Magnus est aussi un jeune homme très doué pour les langues. Le « Fragment 10 » le présente comme passionné par l’espagnol, la linguistique romane, le portugais et le français. Sorte d’allégorie de la Pentecôte, il utilise ce savoir linguistique pour essayer de comprendre le monde et donc ce qui est arrivé dans son enfance en plongeant dans les livres. Il ne sait pas grand chose du monde, mais ce qu’il sait est un savoir livresquexiii. C’est alors qu’en voyage à Veracruz, Magnus-Adam rencontre May et Terence et May lui offre Pedro Páramoxiv. Le personnage principal Juan Preciado recherche Pedro Páramo, son père, qu’il n’a pas connu. Magnus espérait que le roman apporterait des réponses à ses questions sur l’origine, et il trouve une réponse qui ne le satisfait guère, mais qui est la seule réponse possible alors : il est dépositaire du seul texte qui puisse lui apprendre quelque chose sur lui-mêmexv, texte qu’il rêve, approche, convoque dans ses délires, mais qu’il ne parvient jamais à garder inscrit. Voilà pourquoi le jeune homme a besoin des livres pour être ; il pense que son identité ne peut qu’avoir été écrite déjà quelque part et que ce texte un jour lui reviendra. Âgé de vingt ans, dans un acte d’auto-engendrement, le jeune homme choisit alors le nom de « Magnus » et émigre aux Etats-Unis avec May et Terence, où il devient traducteur. Le roman de Sylvie Germain semble venir achever l’entreprise romanesque qui consiste à offrir aux personnages atteints dans leur chair, un substitut textuel pour recoudre leur corps entamé.

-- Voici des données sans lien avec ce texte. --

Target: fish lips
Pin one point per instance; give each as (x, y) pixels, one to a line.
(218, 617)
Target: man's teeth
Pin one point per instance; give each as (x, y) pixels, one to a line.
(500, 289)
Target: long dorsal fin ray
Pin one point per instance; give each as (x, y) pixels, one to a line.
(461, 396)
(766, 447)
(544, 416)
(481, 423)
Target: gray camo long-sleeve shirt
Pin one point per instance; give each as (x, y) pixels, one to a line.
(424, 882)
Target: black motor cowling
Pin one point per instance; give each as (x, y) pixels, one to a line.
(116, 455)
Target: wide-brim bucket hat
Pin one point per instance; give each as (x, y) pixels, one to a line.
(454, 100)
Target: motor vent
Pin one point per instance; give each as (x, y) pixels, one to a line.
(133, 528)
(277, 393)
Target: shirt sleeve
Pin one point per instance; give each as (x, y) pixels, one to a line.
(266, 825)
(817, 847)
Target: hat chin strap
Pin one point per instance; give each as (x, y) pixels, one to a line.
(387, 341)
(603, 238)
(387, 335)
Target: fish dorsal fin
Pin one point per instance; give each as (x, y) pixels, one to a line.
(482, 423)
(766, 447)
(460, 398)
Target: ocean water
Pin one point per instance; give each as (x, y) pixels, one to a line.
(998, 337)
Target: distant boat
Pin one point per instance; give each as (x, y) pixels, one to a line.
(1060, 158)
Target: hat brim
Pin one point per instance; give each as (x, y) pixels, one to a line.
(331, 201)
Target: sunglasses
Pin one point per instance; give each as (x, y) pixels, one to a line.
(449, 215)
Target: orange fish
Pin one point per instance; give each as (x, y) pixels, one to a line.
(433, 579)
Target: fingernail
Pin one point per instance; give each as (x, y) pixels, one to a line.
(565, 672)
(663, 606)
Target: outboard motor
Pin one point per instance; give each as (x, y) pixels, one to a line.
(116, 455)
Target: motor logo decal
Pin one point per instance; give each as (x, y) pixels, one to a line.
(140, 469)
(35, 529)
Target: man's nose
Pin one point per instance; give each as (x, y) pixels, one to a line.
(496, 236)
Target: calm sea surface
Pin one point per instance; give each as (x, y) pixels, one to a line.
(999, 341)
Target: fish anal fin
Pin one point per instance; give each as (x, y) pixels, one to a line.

Magnus est de ces personnages qui trouvent enfin le moyen de faire échec à l’ogre et de se reconstituer physiquement grâce à la littérature.
L’histoire du texte littéraire dans Beasts renvoie pareillement le lecteur à la question du corps. Le piège est tendu, et il va falloir à Gillian se tourner vers un autre texte pour trouver les moyens de formuler sa propre parole. Il s’agit de l’histoire de Philomèle, tirée des Métamorphoses d’Ovide, qui va constituer la seule base stable sur laquelle elle pourra porter une réflexion et non une émotion, avant d’être reprise par le discours puis les mises en scène des monstres. Ce n’est vraiment que par son propre texte que cette héroïne-narratrice se tire des pattes de l’ogre. Le corps de la narratrice se trouve restauré quand elle finit son récit.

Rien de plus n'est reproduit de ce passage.